One day, in about 10 years, one of my kids is going to come and ask me why we don’t drive a BMW like their friend’s parents do.
What am I going to say to that? How am I going to show them the danger of making comparisons like that one?
Maybe I’ll tell them of a friend of mine who asked a similar question about 30 years ago. I’ll tell them how hard he worked and how much he sacrificed to get that first flash car. His relationships, a little bit of his integrity, his time. How it satisfied him for about a month until he set his eyes on an even nicer car. Within another month he has traded his in for another, losing a bit on the trade. I’ll tell them how this cycle repeated.
And it wasn’t just with cars, it was with everything he owned, or didn’t own.
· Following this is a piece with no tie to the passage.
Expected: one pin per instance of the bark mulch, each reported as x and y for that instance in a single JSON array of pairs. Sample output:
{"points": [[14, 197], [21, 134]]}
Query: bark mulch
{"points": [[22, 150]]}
At 30 he’d already had a string of failed relationships. Failed because of him working too hard, or just finding someone else more ‘suitable’.
Then he decided he needed kids, everyone else was having them.
Maybe I’ll tell my daughter or my son how by 40 he’d left the mother of his children because she was too much of this, and not enough of that. He deserved better. He did love his kids though, very much so. But he only got to see them every second weekend. Even then he was often too busy moving and shaking at work or socially to really enjoy them.
But he knew he had to make sacrifices to keep climbing the ladder, and his lifestyle needed the paycheque.
When he did have his kids he made sure they got everything they wanted though. He didn’t want them to feel somehow less loved than other kids. If he didn’t spend as much time with them he made sure he spent money on them. That was his measure.
Maybe I’ll go so far as to tell my kids that he recently told me that he’s never felt really close to anyone. Sure, he has plenty of female companions but no one he’s felt truly content with.
Perhaps this will get through to them, perhaps it won’t.
How do I tell them that you can never win the comparison game, not that one at least.
Sure, I can balance it with an example of good comparisons. Maybe there’s a better player on their sports team who constantly challenges them to try harder. They may never be as good as that person but that’s a good benchmark to work towards.
They’ll hopefully figure out that you need to decide on what you should compare to and what you shouldn’t. And most of all, why make the comparison at all. If it’s to improve because this improvement is important, then great. If it’s to help them be content, i.e. I don’t have the latest shoes but at least I’m able to afford shoes at all, awesome (even better, how can I help those people who can’t afford shoes).
If it’s just because someone has something better and therefore we want (need) it, wrong answer.
It’s so easy to measure ourselves by money or material possessions. But it’s a game we can’t win, no matter how hard we try to have the most, or the best. If that’s the only reason you want it, you’ll always find someone with more, or better. And if by some slim chance you do get the best or most, that’s only with the things you can change.
What about the things you can’t?
Taller, better looking, more successful kids, better health, more hair. What happens when you start comparing these things?
It’s a slippery slope that only leads down.
How can I help my children understand that comparisons of this type are toxic. That there are some things we can change, some we can’t, but the one thing we can always change is our response to our circumstances. Is it one of gratitude, or envy? Contentment or entitlement? A challenge or impossible?
I don’t know what story will be the one to open my children’s eyes. In the meantime, I’ll just keep telling them. And showing them.
I’ll show them the beauty of a sunrise. How this happens no matter how they’re feeling, and there’s nothing they can do to stop or start it. All they have to do is sit and appreciate it.
They’ll learn that they don’t need much to survive. How they can get their own water, and food, and how they can build their own shelter. How anything more is a luxury.
I’ll show them how an evening around a campfire with good friends is one of the most satisfying things one can do. I’ll take them to one of the Pacific Islands where people with almost nothing by our standards act like they have everything. Or everything they need. The happiest people in the world.
We’ll go and volunteer at a soup kitchen and hopefully they’ll see that making someone else’s life better actually enriches theirs.
It’s probably not one single story that gets through to them. It’s more likely the consistent story I tell, not only with my words, but with my actions.
Even more so with my actions.
Maybe if I do this, they won’t even ask me the BMW question at all.